I’ve got one more grad school project due this semester, and it’s a doozy: the unit plan. I’ve gotta come up with a plan for an entire semester’s worth of learnin’ (that’s 90 days) and twenty detailed lesson plans on one specific unit. It’s essentially what I should have already done for myself back in January. Again, I’m an idiot.
I’ve been holed up in the Marietta library for four hours now working on this thing, making realization after realization that I’ve been a lazy sack of Bad Teacher all semester. Had I done this assignment from the get-go, I would’ve had a thousand fewer problems at school. Sitting down to map out a semester allows a teacher, most importantly, to see that end goal that seems so far away when he’s taking things day by day. In other words: this is where I need students to go with this unit, so here’s all the stuff I have to do to get them there.
If this makes complete sense to you, congratulations. You’re a competent and proactive individual, but this grad school project is just now making me realize how I’ve got to function in the future. Overwhelmed with grad school and hindered by my own laziness, I tried getting through teaching without a long-term game plan. Now I see just how difficult but entirely necessary it is to get a plan laid out ahead of time.

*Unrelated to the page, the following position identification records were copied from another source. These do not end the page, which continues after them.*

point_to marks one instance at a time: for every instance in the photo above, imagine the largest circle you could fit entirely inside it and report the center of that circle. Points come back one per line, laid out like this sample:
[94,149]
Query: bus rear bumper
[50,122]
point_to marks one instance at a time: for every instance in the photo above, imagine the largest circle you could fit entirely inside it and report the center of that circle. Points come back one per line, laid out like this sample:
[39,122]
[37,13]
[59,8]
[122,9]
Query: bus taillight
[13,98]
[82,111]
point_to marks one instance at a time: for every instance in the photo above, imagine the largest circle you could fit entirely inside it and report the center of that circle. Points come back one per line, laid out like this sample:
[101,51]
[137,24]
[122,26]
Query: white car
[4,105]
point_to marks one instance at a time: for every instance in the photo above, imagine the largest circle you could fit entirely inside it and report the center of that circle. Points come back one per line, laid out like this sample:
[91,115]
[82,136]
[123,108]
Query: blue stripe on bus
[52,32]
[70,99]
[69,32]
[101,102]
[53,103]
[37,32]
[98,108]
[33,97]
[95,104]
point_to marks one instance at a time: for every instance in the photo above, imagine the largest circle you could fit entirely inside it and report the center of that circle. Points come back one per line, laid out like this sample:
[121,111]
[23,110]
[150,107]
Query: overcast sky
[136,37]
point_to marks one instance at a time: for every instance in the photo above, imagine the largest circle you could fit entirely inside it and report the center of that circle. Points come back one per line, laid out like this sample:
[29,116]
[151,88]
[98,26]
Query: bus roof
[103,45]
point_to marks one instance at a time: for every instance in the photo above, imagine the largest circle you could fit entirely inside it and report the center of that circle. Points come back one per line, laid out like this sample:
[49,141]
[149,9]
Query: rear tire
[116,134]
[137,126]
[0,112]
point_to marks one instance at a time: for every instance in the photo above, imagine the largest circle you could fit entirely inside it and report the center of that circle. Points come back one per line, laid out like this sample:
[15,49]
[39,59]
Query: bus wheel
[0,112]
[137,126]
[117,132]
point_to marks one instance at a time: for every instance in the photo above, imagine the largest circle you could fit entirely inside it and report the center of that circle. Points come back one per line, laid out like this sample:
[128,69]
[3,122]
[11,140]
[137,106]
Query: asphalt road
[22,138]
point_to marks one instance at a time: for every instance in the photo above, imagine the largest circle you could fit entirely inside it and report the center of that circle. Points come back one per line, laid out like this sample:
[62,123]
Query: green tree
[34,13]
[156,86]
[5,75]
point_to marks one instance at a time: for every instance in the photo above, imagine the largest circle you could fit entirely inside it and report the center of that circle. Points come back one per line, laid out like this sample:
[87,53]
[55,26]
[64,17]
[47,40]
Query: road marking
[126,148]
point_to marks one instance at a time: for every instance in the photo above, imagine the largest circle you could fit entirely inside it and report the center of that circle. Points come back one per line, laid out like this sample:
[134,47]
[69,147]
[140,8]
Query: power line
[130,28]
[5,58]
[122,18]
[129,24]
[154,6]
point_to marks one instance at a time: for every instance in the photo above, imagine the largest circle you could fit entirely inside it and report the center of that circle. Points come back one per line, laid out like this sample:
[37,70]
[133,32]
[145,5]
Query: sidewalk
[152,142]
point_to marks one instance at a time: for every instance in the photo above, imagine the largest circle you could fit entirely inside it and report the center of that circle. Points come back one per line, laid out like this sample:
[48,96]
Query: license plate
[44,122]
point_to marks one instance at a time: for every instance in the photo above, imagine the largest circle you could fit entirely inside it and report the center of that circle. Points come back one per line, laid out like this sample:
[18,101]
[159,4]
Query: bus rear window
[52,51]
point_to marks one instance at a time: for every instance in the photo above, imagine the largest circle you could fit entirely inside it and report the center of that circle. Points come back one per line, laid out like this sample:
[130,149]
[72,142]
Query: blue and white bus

Last semester, I was student-teaching with a mentor teacher who seemed to operate day-to-day. She had more experience, of course, and never had the behavior problems I’m having now (though her students were genius angels–genigels?). But she’d come in some days and would really have no idea what she was going to teach her students. It wasn’t every day, but it happened. And she didn’t get fired. Again, fine teacher overall, but this wasn’t a great lesson to learn for an upcoming teacher with some procrastination issues to begin with.
I pass the blame to no one, though. Call it hindsight or learning from my own mistakes, but I needed to figure this stuff out on my own. My students and I suffered for it these past few months, and I’m suffering for it now as I stare at this not-even-close-to-finished unit plan, but at least I’m coming out smarter.